Outreach Tactics · 2026-05-30 · 10 min read

27 ChatGPT Prompts for LinkedIn Connection Requests (That Get Accepted)

Key Takeaways

  • AI-written connection requests get declined when the prompt lacks real context, because ChatGPT fills the gap with generic, fluent language that decision-makers skip.
  • The 300-character LinkedIn limit has to live inside the prompt, or ChatGPT writes a note that gets truncated mid-sentence.
  • The strongest prompts pin down four variables (role, recent trigger, mutual context, and one ask) and demand three variants so you can pick the least robotic one.
  • Reachium's data shows acceptance peaks at 34% for accounts sending 10-19 invites a day and falls as volume rises, so prompt quality matters more than send count.
  • ChatGPT writes the first draft and a human edits one specific, true detail back in before sending, and that edit is what survives the recipient's AI filter.

27 ChatGPT Prompts for LinkedIn Connection Requests (That Get Accepted)

By Daniel Okoro, Outreach Tactics.
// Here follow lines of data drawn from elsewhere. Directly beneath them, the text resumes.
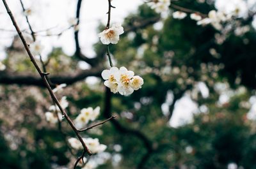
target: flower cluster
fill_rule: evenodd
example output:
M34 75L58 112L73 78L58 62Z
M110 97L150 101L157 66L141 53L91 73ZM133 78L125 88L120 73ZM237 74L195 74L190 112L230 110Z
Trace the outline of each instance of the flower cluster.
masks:
M83 108L81 113L74 121L76 126L81 129L84 128L90 121L93 121L100 114L100 107L97 107L94 110L92 107Z
M83 140L93 154L102 152L107 149L106 145L100 143L98 138L83 138ZM73 149L76 150L83 149L82 143L78 139L70 138L68 138L68 142Z
M4 70L6 68L4 64L3 64L1 62L0 62L0 71Z
M170 4L170 0L152 0L148 3L151 9L159 13L168 11Z
M110 88L113 93L119 92L122 95L128 96L141 88L143 79L139 76L134 76L132 71L129 71L125 67L119 70L116 67L112 67L109 70L105 70L101 73L104 85Z
M61 99L60 101L60 104L63 109L68 107L68 102L67 101L66 96L63 96L61 98ZM59 107L57 105L51 105L49 108L49 112L45 113L47 121L51 123L55 124L58 122L59 120L60 121L62 121L63 115L60 112ZM58 118L59 119L58 119Z
M119 41L119 36L124 33L124 27L120 24L115 24L99 34L101 42L104 45L116 44Z

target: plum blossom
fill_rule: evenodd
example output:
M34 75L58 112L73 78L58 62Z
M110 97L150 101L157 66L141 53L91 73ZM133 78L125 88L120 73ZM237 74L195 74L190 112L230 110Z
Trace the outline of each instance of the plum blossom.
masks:
M177 18L177 19L182 19L184 18L187 16L187 13L180 11L177 11L175 12L173 12L172 14L172 17L173 18Z
M68 22L70 26L76 26L78 23L78 18L70 18L68 20Z
M152 0L148 3L151 9L159 13L168 11L170 4L170 0Z
M39 55L44 50L44 47L42 45L40 41L36 41L29 45L29 48L33 54Z
M137 91L141 88L143 84L143 79L139 76L134 76L131 80L131 86L134 91Z
M109 87L111 92L113 93L116 93L117 91L117 82L114 77L114 74L119 71L118 68L116 67L112 67L110 70L105 70L101 73L104 80L106 80L104 82L104 85Z
M104 85L110 88L114 93L119 92L122 95L128 96L134 91L141 88L143 79L139 76L134 76L132 71L127 70L125 67L119 70L113 67L110 70L105 70L102 75L103 79L106 80Z
M83 108L80 114L74 121L76 126L81 129L84 128L90 121L95 121L100 114L100 110L99 107L96 107L94 110L92 107Z
M190 14L190 18L196 21L200 20L202 19L202 17L199 14L197 14L196 13Z
M6 66L3 64L1 62L0 62L0 71L4 70L6 68Z
M119 36L124 33L124 27L120 24L114 24L109 28L104 30L98 35L101 42L104 45L116 44Z

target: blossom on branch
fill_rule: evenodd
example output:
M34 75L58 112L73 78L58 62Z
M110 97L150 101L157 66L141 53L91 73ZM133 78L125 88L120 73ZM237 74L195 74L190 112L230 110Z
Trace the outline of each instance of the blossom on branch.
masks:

Last updated: 2026-05-30


  • ChatGPT writes a fluent first draft, then drops the same three tells (over-polish, "I came across", a soft pitch) into every note.
  • The prompt only works if you feed it real context: the role, the recent post, the shared connection, the trigger.
  • The 300-character limit has to live inside the prompt, or ChatGPT writes a note that gets truncated mid-sentence.
  • More invites per day does not buy more accepts. The data shows the opposite.
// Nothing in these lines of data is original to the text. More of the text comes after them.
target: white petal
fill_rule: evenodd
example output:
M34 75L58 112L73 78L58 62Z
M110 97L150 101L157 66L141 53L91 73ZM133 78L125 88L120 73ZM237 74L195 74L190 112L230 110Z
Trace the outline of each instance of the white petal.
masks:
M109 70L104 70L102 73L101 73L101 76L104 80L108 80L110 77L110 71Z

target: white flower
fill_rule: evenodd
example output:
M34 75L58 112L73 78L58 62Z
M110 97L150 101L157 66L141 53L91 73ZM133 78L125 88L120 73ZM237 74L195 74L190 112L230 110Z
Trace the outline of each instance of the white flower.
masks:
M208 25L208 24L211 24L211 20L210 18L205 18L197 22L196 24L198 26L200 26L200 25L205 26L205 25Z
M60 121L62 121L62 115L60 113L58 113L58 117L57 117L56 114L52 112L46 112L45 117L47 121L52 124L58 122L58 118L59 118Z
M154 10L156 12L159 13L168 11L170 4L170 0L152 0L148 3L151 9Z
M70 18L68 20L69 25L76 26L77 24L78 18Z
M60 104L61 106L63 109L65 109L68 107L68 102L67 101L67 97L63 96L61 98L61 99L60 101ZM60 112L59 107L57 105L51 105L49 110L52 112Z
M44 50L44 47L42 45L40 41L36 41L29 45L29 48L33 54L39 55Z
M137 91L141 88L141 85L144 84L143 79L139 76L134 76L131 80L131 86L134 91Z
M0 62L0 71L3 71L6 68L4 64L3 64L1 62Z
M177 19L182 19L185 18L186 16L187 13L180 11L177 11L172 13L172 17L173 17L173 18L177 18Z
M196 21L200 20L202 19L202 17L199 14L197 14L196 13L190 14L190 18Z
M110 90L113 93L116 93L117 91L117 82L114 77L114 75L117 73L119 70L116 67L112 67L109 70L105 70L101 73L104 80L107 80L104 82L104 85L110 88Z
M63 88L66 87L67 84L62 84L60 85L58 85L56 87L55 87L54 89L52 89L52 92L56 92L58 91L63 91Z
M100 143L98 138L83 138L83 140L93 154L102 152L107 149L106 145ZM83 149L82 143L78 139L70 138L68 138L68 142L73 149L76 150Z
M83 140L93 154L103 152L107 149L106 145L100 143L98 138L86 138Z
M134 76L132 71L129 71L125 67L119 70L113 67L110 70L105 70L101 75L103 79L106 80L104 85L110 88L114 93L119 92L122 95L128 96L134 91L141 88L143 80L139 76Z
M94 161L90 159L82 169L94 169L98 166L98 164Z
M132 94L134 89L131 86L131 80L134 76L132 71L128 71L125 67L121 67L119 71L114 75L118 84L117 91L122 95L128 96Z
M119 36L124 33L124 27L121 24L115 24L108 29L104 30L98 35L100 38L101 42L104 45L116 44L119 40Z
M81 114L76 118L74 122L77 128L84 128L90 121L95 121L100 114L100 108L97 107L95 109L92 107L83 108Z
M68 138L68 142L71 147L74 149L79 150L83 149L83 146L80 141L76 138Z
Why do AI-written connection notes get ignored?

AI-written connection notes get ignored because ChatGPT optimizes for fluent, safe, generic language, which is exactly what a busy decision-maker has learned to skip. Out of the box, the model writes notes that are grammatically perfect and emotionally flat: "I came across your profile and was impressed by your work in the SaaS space." Nobody accepts that note because it could have been sent to ten thousand people, and it usually was.

There are two fixable failures. The first is the missing context. ChatGPT can only be specific if you hand it specifics, so a prompt that says "write a connection request to a marketing director" produces filler, while one that names her last post and the three tools she stopped trusting produces something a human might open. The second is the character limit. LinkedIn caps the connection note at 300 characters, and ChatGPT, left alone, writes 600 and gets cut off. The other reason notes fail has nothing to do with words: volume. Reachium's data across 316,703 LinkedIn outreach sequences on the verified API shows acceptance peaked at 34% for accounts sending 10-19 invites a day and fell to 30.6% at 20-29 a day. A perfectly prompted note still loses if it is buried in a 100-a-day blast, the failure mode covered in why you should stop sending 100 connection requests per day.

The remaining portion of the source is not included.